Juan Moreno

Personal information
- Full name: Juan Moreno Fernández
- Date of birth: 11 May 1997 (age 29)
- Place of birth: Móstoles, Spain
- Height: 1.82 m (6 ft 0 in)
- Position: Winger

Team information
- Current team: Ordino
- Number: 17

Youth career
- 2007–2016: Atlético Madrid

Senior career*
- Years: Team / Apps / (Gls)
- 2016–2018: Atlético Madrid B / 52 / (5)
- 2016: Atlético Madrid / 0 / (0)
- 2018–2019: Cartagena / 1 / (0)
- 2019: Navalcarnero / 1 / (0)
- 2019–2020: Betis B / 12 / (2)
- 2020: Arandina / 0 / (0)
- 2020–2021: Fuenlabrada B / 10 / (1)
- 2021–2022: Cristo Atlético / 23 / (0)
- 2022–2023: Marchamalo / 20 / (4)
- 2023–: Ordino / 17 / (3)

= Juan Moreno (footballer) =

Spanish footballer (born 1997)

Juan Moreno Fernández (born 11 May 1997) is a Spanish professional footballer who plays for Ordino in the Andorran Primera Divisió as a right winger.

==Club career==
Born in Móstoles, Madrid, Moreno joined Atlético Madrid's youth setup in 2007, aged ten. In July 2016 he was promoted to the reserves in Tercera División, making his senior debut on 4 September by coming on as a late substitute in a 2–0 home win against CF Trival Valderas.

On 18 September 2016 Moreno scored his first senior goal, netting the game's only in a home success over Rayo Vallecano B. He made his first team debut on 30 November, replacing fellow debutant Caio Henrique in a 6–0 away routing of CD Guijuelo, for the season's Copa del Rey.

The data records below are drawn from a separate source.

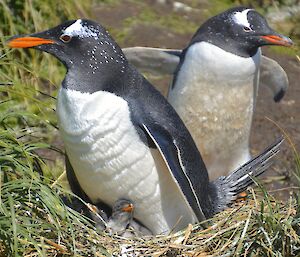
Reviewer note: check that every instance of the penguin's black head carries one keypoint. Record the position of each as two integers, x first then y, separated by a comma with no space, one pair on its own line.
123,206
84,46
240,31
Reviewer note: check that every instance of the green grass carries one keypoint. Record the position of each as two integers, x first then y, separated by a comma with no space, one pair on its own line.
33,219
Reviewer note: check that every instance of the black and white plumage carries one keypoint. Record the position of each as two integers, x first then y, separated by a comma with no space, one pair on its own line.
160,61
216,83
123,139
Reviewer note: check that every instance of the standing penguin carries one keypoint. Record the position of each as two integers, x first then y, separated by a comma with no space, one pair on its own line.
124,140
216,82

On 21 January 2019, Moreno joined CDA Navalcarnero, but had his contract terminated on 2 April, after only played 20 minutes played. On 25 July, he moved to another reserve team, Betis Deportivo Balompié in the fourth division.

On 22 October 2020, Moreno signed for Arandina CF also in division four, but left the club on 6 November. He subsequently represented CF Fuenlabrada's B-team before joining Segunda División RFEF side CD Palencia Cristo Atlético.